今年青森の恐山を訪れた際、三沢の寺山修司記念館にも立ち寄り、開館二周年のイベントに参加した。周囲に広がる田園風景は、映画「田園に死す」で私と少年が将棋を指すシーンの背後に広がっている、遠く海鳴りの聞こえる田畑の風景と重なる。パネルディスカッションの場でも、九条今日子が「寺山が短歌や俳句や詩の中に書く、太平洋とか荒野とか地平線とかいうのは、みんな三沢の風景だ」と語っていたが、それは事実だろう。また、駅から記念館までは徒歩で行ったのだが、途中米軍基地の巨大な「鉄の檻」があり、その周囲には英語の看板やアメリカ人の住宅が建ち並んでいた。イベントの間も、上空のすぐ近くをたえず飛行機が飛び交っていた。「時代はサーカスの象に乗って」は寺山流のアメリカ論になっているが、ここに出てくるイメージは、東京に出てから培ったというより、米軍基地があった三沢での生活の影響が大きい。
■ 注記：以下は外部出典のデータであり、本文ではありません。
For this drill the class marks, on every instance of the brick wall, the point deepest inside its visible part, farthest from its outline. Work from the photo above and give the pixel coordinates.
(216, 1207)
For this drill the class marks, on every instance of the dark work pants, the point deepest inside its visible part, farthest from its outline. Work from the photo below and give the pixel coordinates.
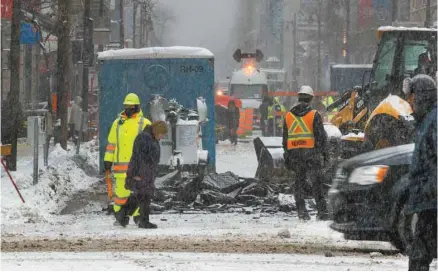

母親も米兵の相手をして生計立てていたし、目の前でアメリカの力というもののまざまざと見せ付けられて育ったのだろう。まして、父親は病死だったとはいえ、アメリカとの戦争の中で死んでいるのである。「アメリカよ」という詩にも、その憧れと憎しみが表れている。逆説的だが、アメリカ的なものを体験したのが、三沢にいた少年期の頃で、恐山のような呪術的な世界を得ていったのが上京して以後のことなのだ。

 


第四節 鎖げるものとしての汽車

 

「田園に死す」の中で少年は、汽車の口真似をして憧れの人妻の気を引こうとする。これは「懐かしの我が家」の「僕は子供のころ汽車の口真似がうまかった」というセリフを思い起こさせる。寺山作品では、青森(地方)から東京へという単純なこと以上に、「ここから離れていきたい」という意志の現われとしてたびたび汽車のイメージが現われる。だから、目指される東京が夢見ていたような場所でなかったとき、少年は再び、今度はもっと遠い場所を目指す。「書を捨てよ町へ出よう」では、主人公の旅立ちのための道具は人力飛行機になっている。「一人の男がはじめて汽車に乗るためには、その男の母親の死体が必要なのだ」という言葉にもあるように、これらの乗り物に乗ることは、自分を縛り付けているものを捨てること、あるいは戦うことでもある。だから、母を殺せなかった主人公は、家の中に閉じ込められることになるし、兄貴分に裏切られ、夢が壊されたとき、人力飛行機は燃やされる。